I made it five months, on that resolution, without a failure. My resolution to do fifteen minutes a day extra to help unschoolers flagged on Saturday. We were in Alamogordo and on the road for fifteen hours, and when I got home I was just too tired to be useful.
I tried to make up for it yesterday and today, but it's been so long since I had a New Year's Resolution, I don't remember the rules. Is it like AA? I need to start my year over now?
Something I put up today, after editing an ancient word file, is this:
SandraDodd.com/detox
It's the transcript of a chat from 1995 or so. Kirby was nine. I remember someone saying, when Kirby was nine, online to other homeschoolers that my oldest was only nine, so they could disregard what I wrote. My oldest will be 23 next month, and people can still disregard what I write, but I feel big and good. I have three very happy kids. Marty got big new tires on his jeep yesterday. Kirby's being trained for a more particular job. Holly went and untangled a social situation among high school kids today, friends of hers and friends of theirs, and got a stolen iPod back to the mother from whom it had been stolen by her daughter's friend's friend. That's kind of heroic and brave of her. She wasn't even involved, except knowing two of the people and figuring helping them was better than listening to them complain forevermore.

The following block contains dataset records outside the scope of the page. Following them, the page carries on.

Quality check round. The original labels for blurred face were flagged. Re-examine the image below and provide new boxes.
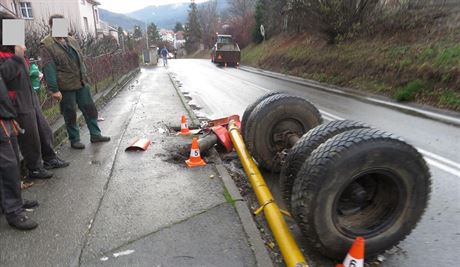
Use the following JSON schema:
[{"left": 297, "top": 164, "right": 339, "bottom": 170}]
[{"left": 14, "top": 45, "right": 27, "bottom": 57}]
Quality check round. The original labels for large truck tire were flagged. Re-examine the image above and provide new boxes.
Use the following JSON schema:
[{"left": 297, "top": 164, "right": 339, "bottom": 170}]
[
  {"left": 245, "top": 94, "right": 322, "bottom": 172},
  {"left": 241, "top": 92, "right": 281, "bottom": 139},
  {"left": 291, "top": 129, "right": 431, "bottom": 259},
  {"left": 279, "top": 120, "right": 370, "bottom": 210}
]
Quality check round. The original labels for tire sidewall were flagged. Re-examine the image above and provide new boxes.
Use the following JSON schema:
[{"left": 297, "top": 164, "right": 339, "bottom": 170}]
[
  {"left": 250, "top": 96, "right": 321, "bottom": 172},
  {"left": 298, "top": 142, "right": 428, "bottom": 258}
]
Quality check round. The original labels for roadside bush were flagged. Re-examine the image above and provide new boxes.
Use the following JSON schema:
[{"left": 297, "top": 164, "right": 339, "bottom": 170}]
[
  {"left": 395, "top": 80, "right": 424, "bottom": 102},
  {"left": 286, "top": 0, "right": 383, "bottom": 43}
]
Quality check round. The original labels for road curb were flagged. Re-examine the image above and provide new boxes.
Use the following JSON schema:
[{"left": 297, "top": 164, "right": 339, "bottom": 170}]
[
  {"left": 168, "top": 72, "right": 200, "bottom": 127},
  {"left": 240, "top": 66, "right": 460, "bottom": 127},
  {"left": 168, "top": 73, "right": 273, "bottom": 267},
  {"left": 51, "top": 68, "right": 140, "bottom": 147},
  {"left": 216, "top": 164, "right": 273, "bottom": 267}
]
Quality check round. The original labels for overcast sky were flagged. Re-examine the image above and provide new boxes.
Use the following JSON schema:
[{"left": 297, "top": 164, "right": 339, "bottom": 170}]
[{"left": 99, "top": 0, "right": 207, "bottom": 13}]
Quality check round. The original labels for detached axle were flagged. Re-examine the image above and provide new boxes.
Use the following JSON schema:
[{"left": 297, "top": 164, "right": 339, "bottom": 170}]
[{"left": 200, "top": 92, "right": 431, "bottom": 266}]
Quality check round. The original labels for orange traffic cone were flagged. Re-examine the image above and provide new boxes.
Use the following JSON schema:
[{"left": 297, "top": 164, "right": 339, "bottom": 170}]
[
  {"left": 336, "top": 236, "right": 364, "bottom": 267},
  {"left": 185, "top": 138, "right": 206, "bottom": 168},
  {"left": 179, "top": 115, "right": 190, "bottom": 135}
]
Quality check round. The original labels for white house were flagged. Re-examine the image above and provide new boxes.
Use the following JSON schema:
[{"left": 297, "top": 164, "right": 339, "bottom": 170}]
[
  {"left": 159, "top": 29, "right": 174, "bottom": 43},
  {"left": 0, "top": 0, "right": 16, "bottom": 18},
  {"left": 1, "top": 0, "right": 104, "bottom": 36}
]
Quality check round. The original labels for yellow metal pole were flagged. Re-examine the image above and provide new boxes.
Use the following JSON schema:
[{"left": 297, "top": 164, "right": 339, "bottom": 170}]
[{"left": 228, "top": 121, "right": 308, "bottom": 267}]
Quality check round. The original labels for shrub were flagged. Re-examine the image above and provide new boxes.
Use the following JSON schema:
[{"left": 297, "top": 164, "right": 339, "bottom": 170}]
[{"left": 395, "top": 80, "right": 424, "bottom": 101}]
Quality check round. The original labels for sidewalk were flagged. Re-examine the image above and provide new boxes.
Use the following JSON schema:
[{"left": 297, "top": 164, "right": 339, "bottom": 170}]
[{"left": 0, "top": 68, "right": 256, "bottom": 266}]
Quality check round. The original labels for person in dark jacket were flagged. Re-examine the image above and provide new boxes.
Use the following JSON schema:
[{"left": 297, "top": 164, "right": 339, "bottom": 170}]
[
  {"left": 0, "top": 43, "right": 69, "bottom": 179},
  {"left": 0, "top": 66, "right": 38, "bottom": 230},
  {"left": 40, "top": 15, "right": 110, "bottom": 149}
]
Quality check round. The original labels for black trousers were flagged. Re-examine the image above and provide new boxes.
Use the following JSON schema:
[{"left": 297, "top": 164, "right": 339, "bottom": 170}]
[
  {"left": 17, "top": 105, "right": 56, "bottom": 170},
  {"left": 0, "top": 121, "right": 23, "bottom": 217}
]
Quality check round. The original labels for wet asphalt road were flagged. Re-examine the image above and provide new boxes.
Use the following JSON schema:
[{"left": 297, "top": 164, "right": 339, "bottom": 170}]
[
  {"left": 169, "top": 60, "right": 460, "bottom": 266},
  {"left": 0, "top": 68, "right": 255, "bottom": 267}
]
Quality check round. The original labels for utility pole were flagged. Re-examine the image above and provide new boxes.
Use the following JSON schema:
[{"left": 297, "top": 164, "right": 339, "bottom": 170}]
[{"left": 145, "top": 22, "right": 149, "bottom": 51}]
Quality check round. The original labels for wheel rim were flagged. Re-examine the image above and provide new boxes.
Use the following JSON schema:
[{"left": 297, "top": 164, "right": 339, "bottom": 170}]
[
  {"left": 333, "top": 169, "right": 407, "bottom": 238},
  {"left": 269, "top": 118, "right": 306, "bottom": 151}
]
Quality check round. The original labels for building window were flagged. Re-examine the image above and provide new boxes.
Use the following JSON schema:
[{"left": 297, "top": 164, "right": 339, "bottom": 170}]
[
  {"left": 83, "top": 17, "right": 89, "bottom": 33},
  {"left": 19, "top": 2, "right": 34, "bottom": 19},
  {"left": 11, "top": 2, "right": 18, "bottom": 16}
]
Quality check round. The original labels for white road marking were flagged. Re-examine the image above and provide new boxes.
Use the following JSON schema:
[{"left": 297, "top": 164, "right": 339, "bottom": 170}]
[
  {"left": 319, "top": 109, "right": 345, "bottom": 121},
  {"left": 319, "top": 110, "right": 460, "bottom": 177},
  {"left": 425, "top": 157, "right": 460, "bottom": 177},
  {"left": 211, "top": 66, "right": 460, "bottom": 177},
  {"left": 417, "top": 148, "right": 460, "bottom": 170}
]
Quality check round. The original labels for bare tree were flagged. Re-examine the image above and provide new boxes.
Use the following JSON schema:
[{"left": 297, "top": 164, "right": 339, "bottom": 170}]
[
  {"left": 228, "top": 0, "right": 257, "bottom": 17},
  {"left": 227, "top": 0, "right": 257, "bottom": 47},
  {"left": 198, "top": 0, "right": 219, "bottom": 48}
]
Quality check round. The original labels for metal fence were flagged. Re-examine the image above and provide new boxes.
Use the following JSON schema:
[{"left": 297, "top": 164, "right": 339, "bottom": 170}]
[
  {"left": 84, "top": 52, "right": 139, "bottom": 93},
  {"left": 36, "top": 52, "right": 139, "bottom": 124}
]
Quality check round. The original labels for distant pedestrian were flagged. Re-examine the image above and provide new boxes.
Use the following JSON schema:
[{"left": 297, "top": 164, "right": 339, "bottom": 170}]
[
  {"left": 0, "top": 28, "right": 69, "bottom": 179},
  {"left": 40, "top": 15, "right": 110, "bottom": 149},
  {"left": 160, "top": 46, "right": 169, "bottom": 66}
]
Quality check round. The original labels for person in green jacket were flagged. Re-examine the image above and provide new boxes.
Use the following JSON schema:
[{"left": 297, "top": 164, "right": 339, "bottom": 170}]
[
  {"left": 40, "top": 15, "right": 110, "bottom": 149},
  {"left": 29, "top": 63, "right": 41, "bottom": 92}
]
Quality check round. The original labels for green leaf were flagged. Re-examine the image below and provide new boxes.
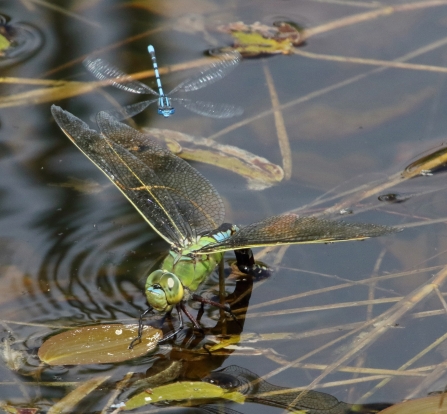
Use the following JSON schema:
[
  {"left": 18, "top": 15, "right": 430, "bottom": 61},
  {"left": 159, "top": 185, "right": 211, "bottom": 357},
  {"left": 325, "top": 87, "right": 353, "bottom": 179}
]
[
  {"left": 380, "top": 394, "right": 447, "bottom": 414},
  {"left": 124, "top": 381, "right": 245, "bottom": 411},
  {"left": 38, "top": 324, "right": 163, "bottom": 365}
]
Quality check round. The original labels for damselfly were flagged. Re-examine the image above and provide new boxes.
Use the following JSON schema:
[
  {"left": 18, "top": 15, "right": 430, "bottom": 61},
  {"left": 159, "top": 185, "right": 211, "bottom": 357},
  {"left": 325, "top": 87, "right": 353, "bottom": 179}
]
[{"left": 84, "top": 45, "right": 243, "bottom": 119}]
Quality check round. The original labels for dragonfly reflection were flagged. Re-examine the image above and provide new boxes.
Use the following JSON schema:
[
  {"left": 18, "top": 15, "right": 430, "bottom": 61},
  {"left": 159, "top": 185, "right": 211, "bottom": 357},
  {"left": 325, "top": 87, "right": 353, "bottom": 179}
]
[{"left": 51, "top": 105, "right": 396, "bottom": 346}]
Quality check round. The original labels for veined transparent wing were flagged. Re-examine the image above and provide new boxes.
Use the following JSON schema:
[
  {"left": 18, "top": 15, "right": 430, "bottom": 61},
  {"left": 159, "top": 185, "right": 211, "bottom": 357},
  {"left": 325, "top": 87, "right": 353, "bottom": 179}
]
[
  {"left": 168, "top": 50, "right": 242, "bottom": 95},
  {"left": 196, "top": 214, "right": 399, "bottom": 254},
  {"left": 83, "top": 58, "right": 158, "bottom": 96},
  {"left": 175, "top": 98, "right": 244, "bottom": 118},
  {"left": 52, "top": 105, "right": 224, "bottom": 247}
]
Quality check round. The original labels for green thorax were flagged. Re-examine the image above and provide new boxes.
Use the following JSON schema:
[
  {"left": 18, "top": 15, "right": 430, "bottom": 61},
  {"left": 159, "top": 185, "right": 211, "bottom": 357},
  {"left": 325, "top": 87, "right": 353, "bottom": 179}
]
[{"left": 161, "top": 236, "right": 223, "bottom": 292}]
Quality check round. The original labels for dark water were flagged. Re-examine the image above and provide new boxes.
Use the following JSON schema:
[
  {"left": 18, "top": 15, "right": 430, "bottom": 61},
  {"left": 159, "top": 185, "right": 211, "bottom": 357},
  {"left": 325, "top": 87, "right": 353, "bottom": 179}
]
[{"left": 0, "top": 0, "right": 447, "bottom": 413}]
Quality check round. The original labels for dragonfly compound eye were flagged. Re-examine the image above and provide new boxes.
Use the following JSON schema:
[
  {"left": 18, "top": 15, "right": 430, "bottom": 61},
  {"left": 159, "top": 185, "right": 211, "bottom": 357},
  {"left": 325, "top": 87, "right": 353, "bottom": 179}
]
[{"left": 146, "top": 270, "right": 184, "bottom": 312}]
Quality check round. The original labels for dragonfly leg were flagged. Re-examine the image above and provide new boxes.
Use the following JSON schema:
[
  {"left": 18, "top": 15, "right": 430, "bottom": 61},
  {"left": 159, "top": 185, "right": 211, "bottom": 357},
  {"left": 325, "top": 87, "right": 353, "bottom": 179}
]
[
  {"left": 158, "top": 305, "right": 183, "bottom": 344},
  {"left": 196, "top": 302, "right": 205, "bottom": 323},
  {"left": 191, "top": 294, "right": 242, "bottom": 326},
  {"left": 234, "top": 249, "right": 270, "bottom": 280},
  {"left": 129, "top": 306, "right": 152, "bottom": 349}
]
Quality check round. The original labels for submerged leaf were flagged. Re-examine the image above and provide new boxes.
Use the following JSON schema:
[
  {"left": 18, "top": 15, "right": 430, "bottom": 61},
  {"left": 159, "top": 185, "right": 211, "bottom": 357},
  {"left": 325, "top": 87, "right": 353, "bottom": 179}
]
[
  {"left": 124, "top": 381, "right": 245, "bottom": 411},
  {"left": 143, "top": 128, "right": 284, "bottom": 190},
  {"left": 218, "top": 22, "right": 304, "bottom": 57},
  {"left": 0, "top": 33, "right": 11, "bottom": 56},
  {"left": 48, "top": 376, "right": 110, "bottom": 414},
  {"left": 380, "top": 395, "right": 447, "bottom": 414},
  {"left": 38, "top": 324, "right": 163, "bottom": 365}
]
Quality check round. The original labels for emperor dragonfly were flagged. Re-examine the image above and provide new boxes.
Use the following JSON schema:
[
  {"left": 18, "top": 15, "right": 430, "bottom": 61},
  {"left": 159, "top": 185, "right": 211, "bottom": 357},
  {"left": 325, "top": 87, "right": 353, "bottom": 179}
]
[{"left": 51, "top": 105, "right": 396, "bottom": 346}]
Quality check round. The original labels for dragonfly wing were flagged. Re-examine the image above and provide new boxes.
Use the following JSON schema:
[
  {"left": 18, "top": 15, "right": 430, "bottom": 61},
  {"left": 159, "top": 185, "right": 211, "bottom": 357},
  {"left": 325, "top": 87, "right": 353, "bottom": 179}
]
[
  {"left": 176, "top": 98, "right": 244, "bottom": 118},
  {"left": 82, "top": 58, "right": 158, "bottom": 96},
  {"left": 97, "top": 112, "right": 225, "bottom": 240},
  {"left": 101, "top": 99, "right": 157, "bottom": 121},
  {"left": 197, "top": 214, "right": 399, "bottom": 254},
  {"left": 168, "top": 50, "right": 242, "bottom": 95},
  {"left": 51, "top": 105, "right": 193, "bottom": 246}
]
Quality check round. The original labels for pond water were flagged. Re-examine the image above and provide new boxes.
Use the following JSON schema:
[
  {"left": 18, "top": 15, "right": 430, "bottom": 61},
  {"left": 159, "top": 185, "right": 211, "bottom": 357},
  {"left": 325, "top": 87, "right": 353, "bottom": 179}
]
[{"left": 0, "top": 0, "right": 447, "bottom": 413}]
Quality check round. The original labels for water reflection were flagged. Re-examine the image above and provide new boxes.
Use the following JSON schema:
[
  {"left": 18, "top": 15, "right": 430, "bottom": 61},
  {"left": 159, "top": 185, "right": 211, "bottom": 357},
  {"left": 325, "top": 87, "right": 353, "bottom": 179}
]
[{"left": 0, "top": 15, "right": 43, "bottom": 68}]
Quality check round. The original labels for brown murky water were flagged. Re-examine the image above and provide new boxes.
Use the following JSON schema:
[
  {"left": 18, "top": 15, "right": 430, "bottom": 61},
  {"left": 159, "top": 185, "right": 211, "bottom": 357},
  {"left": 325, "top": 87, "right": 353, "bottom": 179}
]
[{"left": 0, "top": 0, "right": 447, "bottom": 413}]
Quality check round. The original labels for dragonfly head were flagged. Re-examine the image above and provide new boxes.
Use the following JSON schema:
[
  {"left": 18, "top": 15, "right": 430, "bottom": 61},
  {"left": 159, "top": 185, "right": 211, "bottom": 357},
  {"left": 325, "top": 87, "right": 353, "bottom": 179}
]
[
  {"left": 146, "top": 270, "right": 184, "bottom": 312},
  {"left": 158, "top": 96, "right": 175, "bottom": 118}
]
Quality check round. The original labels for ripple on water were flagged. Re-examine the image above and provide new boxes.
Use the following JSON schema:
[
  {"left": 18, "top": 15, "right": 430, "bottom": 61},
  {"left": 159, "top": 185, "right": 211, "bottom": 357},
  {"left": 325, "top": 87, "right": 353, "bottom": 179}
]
[{"left": 0, "top": 14, "right": 43, "bottom": 68}]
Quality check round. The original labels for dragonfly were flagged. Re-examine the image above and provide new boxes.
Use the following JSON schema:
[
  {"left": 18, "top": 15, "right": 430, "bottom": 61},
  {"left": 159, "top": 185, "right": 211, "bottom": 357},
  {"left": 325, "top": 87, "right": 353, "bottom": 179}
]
[
  {"left": 51, "top": 105, "right": 398, "bottom": 347},
  {"left": 83, "top": 45, "right": 243, "bottom": 120}
]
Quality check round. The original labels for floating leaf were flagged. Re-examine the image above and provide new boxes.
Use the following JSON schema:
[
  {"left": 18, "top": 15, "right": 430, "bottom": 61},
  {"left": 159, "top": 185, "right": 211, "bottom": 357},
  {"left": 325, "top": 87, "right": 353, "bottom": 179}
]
[
  {"left": 380, "top": 395, "right": 447, "bottom": 414},
  {"left": 144, "top": 128, "right": 284, "bottom": 190},
  {"left": 124, "top": 381, "right": 245, "bottom": 411},
  {"left": 0, "top": 404, "right": 39, "bottom": 414},
  {"left": 218, "top": 22, "right": 304, "bottom": 57},
  {"left": 38, "top": 324, "right": 163, "bottom": 365},
  {"left": 402, "top": 148, "right": 447, "bottom": 178}
]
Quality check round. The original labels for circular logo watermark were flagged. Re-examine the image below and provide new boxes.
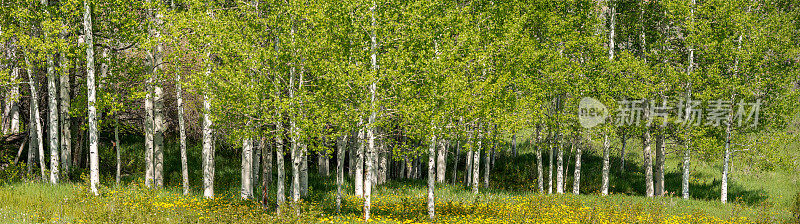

So I'll take a bereavement exemption on Saturday, I guess, and try to finish out the rest of 2009 with fifteen minutes more every day than I would've done anyway.
Anyone who keeps a New Year's Resolution past February is a resolutions role model!
ReplyDeleteI've managed my blips by inserting a clause into my resolution that says (more or less) "subject to change" -- so long as I'm generally headed in the same direction. I guess my plan is to keep my goals (whatever they happen to be this week) in focus at all times.